Probability of getting the same value using Math.random

You're up against something called the birthday problem: even though there are 366 possible birthdays, when you get only 26 people in a room, the chance that some pair will have the same birthday is better than 50-50. In general, collisions are likely when your numbers approach the square root of the sample size (26 is in the neighborhood of the square root of 366).

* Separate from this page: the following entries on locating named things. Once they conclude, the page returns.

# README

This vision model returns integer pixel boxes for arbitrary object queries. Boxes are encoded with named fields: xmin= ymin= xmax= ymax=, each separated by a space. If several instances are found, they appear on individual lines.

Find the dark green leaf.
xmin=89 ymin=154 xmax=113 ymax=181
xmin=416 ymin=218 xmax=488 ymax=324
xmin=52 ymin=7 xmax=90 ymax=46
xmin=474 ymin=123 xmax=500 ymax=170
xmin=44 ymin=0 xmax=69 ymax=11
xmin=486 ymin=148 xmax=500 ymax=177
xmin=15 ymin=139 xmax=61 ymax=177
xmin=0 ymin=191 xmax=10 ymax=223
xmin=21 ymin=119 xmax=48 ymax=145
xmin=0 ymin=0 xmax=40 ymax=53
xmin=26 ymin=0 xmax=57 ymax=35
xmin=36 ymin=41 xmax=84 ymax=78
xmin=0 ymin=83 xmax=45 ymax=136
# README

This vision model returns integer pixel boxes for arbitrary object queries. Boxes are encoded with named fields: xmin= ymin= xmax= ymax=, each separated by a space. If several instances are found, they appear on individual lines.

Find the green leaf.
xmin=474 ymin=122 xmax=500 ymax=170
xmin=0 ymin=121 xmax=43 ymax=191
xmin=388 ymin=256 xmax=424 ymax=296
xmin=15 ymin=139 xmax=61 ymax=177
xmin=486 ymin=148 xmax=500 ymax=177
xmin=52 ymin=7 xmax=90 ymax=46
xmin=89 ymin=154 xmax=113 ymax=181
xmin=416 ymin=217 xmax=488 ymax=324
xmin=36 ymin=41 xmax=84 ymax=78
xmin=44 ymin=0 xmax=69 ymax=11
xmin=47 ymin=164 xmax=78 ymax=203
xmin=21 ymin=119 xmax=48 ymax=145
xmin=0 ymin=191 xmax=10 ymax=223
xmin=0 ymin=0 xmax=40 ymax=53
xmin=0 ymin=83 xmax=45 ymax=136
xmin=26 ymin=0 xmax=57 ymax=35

Javascript's Math.random() has about 52 bits of randomness. Therefore, collisions should be likely as your record count approaches 2**26, which is about 60 million, a quite modest size for a database.

You should use a cryptographically-secure PRNG with at least 128 bits, preferably 256, to avoid collisions. There are probably ready-to-use UUID libraries for this available.

For an given number of keys k, and a keyspace N, the approximate odds of collision are:

1 - exp((-k * (k-1))/(2 * N))

So for k=1 million records, N=2**52, that comes to about 1 in 9000, if I did the math right. That's further assuming that Javascript's Math.random() is truly using the fill 52 bits of randomness available to it...that too is an assumption I wouldn't make.


Don't do it. Trusting (multiple) clients to come up with unique values is not going to work.

Even if each client is guaranteed to generate unique values, you could have two clients generate the same value. Since most pseudo-random number generators are seeded with the current time, that becomes more likely as you get more users.

If you're creating database records, your database should provide some functionality like this. Most or all SQL databases have an auto-increment concept, and many NoSQL databases have an equivalent (Mongo certainly does for IDs). Allowing the database to handle this can be good for performance (it can set up indexes and allocate space to handle the IDs well) and the DB has the final say on the data, so it can guarantee that IDs are unique.

Failing that, you can have your server-side generated some unique identifier (like a UUID) and use that. Having the server do it and using a known-good algorithm, like a type 4 UUID, guarantees sufficient randomness that conflicts should never occur. Note that using UUIDs, unless your database has a type for them, will have very different index performance than sequential IDs.